Shane Brett: The banks in particular will put things live for us, because they'll save a lot of money on settlements. And it means that you only have to have one set of records. Like here in Dublin where you've got a lot of reconciliation people, I hear a lot of people and the fund manager doing the shadow accounting.

Shane Brett: So, I would see definitely longer-term the funds industry moving into this. We've specifically looked at Hyperledger, because most of the key global regulators, like the Bank of England and the Federal Reserve in Boston, DTCC, Swift, they're all using Hyperledger.

Des O'Donohoe: And did you have to meet with any of the regulators?

Shane Brett: We did it regularly. Yeah, we met with the SCC a number of times.

Des O'Donohoe: Okay.

Shane Brett: They actually spoke on a panel we did on blockchain in June over in New York. And we would meet with the Central Bank here regularly and even the FCA recently as well. So, the idea is I think a lot of them are playing a wait and see approach to an extent and they're trying to understand how best they can utilize the technology.

Shane Brett: Certainly for them, instead of coming in and doing an onsite review, or an audit, if they can just log in, say Des Fund ABC, and then whenever they want to see what your current status is and what state your documentation of reporting is, it's a much more streamlined way for them.

Des O'Donohoe: Yeah, yeah. And what's their attitude been towards blockchain in general? In the US, let's say.

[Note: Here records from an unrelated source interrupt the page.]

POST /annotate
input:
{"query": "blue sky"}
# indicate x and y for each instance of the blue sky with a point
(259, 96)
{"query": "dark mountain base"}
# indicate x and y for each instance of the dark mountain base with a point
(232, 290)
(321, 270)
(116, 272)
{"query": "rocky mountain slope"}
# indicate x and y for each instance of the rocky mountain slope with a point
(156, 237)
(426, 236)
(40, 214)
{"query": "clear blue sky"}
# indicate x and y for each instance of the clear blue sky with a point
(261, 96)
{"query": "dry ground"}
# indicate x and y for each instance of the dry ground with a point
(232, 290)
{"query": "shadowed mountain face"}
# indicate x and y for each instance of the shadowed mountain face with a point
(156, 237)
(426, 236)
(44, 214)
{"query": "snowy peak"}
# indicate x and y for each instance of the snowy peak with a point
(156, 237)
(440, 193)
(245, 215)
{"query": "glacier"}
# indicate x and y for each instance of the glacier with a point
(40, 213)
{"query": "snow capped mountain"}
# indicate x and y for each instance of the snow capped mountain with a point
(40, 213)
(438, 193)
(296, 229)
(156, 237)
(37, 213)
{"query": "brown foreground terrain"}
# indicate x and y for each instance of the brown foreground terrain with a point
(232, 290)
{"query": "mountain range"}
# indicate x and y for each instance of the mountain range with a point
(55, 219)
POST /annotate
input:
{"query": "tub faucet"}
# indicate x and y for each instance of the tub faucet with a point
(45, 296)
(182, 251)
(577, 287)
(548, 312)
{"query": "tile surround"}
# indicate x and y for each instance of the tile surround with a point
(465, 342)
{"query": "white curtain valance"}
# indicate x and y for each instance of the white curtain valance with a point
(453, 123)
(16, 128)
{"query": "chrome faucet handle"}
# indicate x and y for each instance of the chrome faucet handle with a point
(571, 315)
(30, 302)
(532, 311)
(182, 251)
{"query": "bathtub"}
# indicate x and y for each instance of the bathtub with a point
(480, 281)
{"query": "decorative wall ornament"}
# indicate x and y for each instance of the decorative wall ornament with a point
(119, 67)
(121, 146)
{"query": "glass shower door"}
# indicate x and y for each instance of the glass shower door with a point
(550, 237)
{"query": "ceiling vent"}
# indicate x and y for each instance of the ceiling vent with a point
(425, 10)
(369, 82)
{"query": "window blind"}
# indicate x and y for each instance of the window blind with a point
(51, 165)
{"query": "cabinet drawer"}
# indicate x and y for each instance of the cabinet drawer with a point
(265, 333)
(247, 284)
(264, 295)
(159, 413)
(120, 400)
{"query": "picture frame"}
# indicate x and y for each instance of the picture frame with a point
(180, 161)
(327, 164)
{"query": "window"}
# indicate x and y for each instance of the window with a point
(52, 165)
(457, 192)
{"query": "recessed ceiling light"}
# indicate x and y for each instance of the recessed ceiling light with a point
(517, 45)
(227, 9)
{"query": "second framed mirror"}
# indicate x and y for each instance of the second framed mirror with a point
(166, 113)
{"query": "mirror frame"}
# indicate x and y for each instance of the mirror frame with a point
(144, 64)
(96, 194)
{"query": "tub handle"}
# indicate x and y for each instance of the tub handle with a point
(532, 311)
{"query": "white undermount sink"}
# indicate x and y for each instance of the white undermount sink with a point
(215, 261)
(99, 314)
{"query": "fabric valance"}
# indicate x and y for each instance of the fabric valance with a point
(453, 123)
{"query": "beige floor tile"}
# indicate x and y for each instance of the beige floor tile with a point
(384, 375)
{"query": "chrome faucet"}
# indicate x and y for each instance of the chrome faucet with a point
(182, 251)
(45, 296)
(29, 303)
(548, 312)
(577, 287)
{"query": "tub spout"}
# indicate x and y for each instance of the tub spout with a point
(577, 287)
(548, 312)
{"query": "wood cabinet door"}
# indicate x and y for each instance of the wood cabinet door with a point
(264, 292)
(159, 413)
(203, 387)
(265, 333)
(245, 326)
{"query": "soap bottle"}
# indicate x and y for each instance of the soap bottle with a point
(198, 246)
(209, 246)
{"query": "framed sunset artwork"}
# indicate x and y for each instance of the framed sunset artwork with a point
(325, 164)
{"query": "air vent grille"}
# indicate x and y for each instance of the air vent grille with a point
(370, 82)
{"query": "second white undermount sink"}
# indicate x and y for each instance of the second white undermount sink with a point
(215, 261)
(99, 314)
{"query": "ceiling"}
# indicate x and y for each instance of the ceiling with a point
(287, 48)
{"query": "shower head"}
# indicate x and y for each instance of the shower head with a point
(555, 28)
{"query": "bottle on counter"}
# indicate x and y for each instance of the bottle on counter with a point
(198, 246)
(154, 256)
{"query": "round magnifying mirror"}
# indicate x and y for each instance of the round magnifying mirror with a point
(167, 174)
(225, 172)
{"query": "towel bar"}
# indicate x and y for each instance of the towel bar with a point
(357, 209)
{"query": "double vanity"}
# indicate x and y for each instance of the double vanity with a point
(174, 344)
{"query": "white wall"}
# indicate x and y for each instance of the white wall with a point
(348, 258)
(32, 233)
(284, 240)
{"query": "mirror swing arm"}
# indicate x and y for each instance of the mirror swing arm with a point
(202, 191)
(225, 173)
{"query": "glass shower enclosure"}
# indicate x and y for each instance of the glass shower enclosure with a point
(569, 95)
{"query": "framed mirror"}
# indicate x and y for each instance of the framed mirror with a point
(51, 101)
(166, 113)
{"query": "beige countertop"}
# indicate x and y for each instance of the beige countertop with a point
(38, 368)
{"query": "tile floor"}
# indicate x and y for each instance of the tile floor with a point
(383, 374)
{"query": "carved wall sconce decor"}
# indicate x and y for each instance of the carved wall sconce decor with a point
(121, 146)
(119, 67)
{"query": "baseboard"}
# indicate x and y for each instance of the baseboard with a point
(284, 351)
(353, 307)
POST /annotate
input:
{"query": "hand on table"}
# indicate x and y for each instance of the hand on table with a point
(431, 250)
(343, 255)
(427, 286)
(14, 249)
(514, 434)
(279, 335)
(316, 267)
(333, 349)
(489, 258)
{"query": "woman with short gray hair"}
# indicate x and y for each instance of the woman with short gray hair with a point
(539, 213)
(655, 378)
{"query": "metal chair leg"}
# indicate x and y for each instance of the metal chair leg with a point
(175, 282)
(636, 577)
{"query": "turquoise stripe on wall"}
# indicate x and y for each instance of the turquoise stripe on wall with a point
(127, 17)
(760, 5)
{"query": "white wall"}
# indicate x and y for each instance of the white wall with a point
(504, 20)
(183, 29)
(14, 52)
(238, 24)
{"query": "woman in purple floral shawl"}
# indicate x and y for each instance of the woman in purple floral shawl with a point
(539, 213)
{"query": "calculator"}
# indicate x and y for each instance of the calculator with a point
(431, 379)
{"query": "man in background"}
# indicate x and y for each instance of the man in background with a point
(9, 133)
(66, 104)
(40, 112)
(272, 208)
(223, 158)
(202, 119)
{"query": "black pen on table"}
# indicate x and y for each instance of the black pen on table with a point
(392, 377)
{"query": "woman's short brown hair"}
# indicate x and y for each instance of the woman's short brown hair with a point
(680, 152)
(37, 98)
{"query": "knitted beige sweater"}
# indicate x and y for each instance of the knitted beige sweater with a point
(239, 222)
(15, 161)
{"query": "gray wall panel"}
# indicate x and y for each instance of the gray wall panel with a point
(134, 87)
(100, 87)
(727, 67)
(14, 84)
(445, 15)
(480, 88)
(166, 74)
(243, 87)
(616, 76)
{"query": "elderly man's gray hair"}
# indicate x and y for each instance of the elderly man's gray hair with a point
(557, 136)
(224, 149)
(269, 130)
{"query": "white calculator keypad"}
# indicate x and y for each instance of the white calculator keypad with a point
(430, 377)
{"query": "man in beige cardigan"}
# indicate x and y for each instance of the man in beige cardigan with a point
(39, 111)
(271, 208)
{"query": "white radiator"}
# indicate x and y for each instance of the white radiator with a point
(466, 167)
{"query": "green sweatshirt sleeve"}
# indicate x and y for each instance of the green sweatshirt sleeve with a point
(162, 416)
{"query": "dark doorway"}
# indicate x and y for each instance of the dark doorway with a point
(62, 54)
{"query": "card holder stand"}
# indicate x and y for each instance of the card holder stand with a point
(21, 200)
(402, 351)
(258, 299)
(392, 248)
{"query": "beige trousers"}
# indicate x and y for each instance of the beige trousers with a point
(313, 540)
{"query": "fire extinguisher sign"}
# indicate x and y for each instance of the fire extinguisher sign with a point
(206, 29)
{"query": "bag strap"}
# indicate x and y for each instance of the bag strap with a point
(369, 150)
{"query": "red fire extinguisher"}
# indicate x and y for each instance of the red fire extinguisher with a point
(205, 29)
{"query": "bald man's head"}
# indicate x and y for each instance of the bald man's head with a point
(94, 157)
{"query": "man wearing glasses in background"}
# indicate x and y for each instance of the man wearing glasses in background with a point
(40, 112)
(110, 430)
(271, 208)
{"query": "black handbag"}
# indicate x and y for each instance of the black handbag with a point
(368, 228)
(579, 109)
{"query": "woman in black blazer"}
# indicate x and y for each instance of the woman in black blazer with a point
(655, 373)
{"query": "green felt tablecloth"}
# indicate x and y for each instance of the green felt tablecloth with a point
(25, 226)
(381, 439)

Shane Brett: In the US, definitely wait and see. So, the gentleman that we would do some work with over there, he's the head of the blockchain working group for the SCC.

Des O'Donohoe: Right.

Shane Brett:
So, they've had a lot of attention focused over there more around initial coin offerings and your token sales. But specifically around blockchain, one of their big challenges and one of their fears is that they will be invited into all of these funds' chains to oversight the compliance, but from a logistical perspective in long-term, that could be a hundred thousand funds and a hundred thousand blockchains they'll be a member of, which from an organizational perspective is one of their key concerns. But the technology is evolving so quickly. It hasn't really answered that specific question yet.

Des O'Donohoe: Yeah. I know one thing that has given the whole blockchain thing a bit of bad press, and it was given by association, is the association with Bitcoin.

Shane Brett: Yeah.

Des O'Donohoe: We saw only the other day it broke the $10,000 barrier.

Shane Brett: Yeah. And it's $11,500 today.

Des O'Donohoe: In the space of a couple of months.

Shane Brett: Yeah, exactly.

Des O'Donohoe: So, just briefly, what are your thoughts on Bitcoin and where you think that might be going?

Shane Brett: Well, Bitcoin is here to stay. In terms of last Friday, the CFTC just approved two Chicago exchanges to set up their futures. What's interesting about Bitcoin is up until now there's been no way to short it. If you wanted to take a bet on Bitcoin, you had to go and buy it. And now these futures and options that are going to come out from the Chicago exchanges will be a way to short it. So, I wouldn't be surprised if we get a bit of more realism around pricing over the next say six to twelve months.

Des O'Donohoe: Very good. Okay. Well, listen, thanks very much for stopping by-

Shane Brett: Great.

Des O'Donohoe: ... and taking the time to speak with me today. And we'll hear more from GECKO Governance soon, I'm sure.

Shane Brett: Brilliant.

Des O'Donohoe: Cheers, Shane.

Shane Brett: Always a pleasure. Thanks very much, Des. Cheers.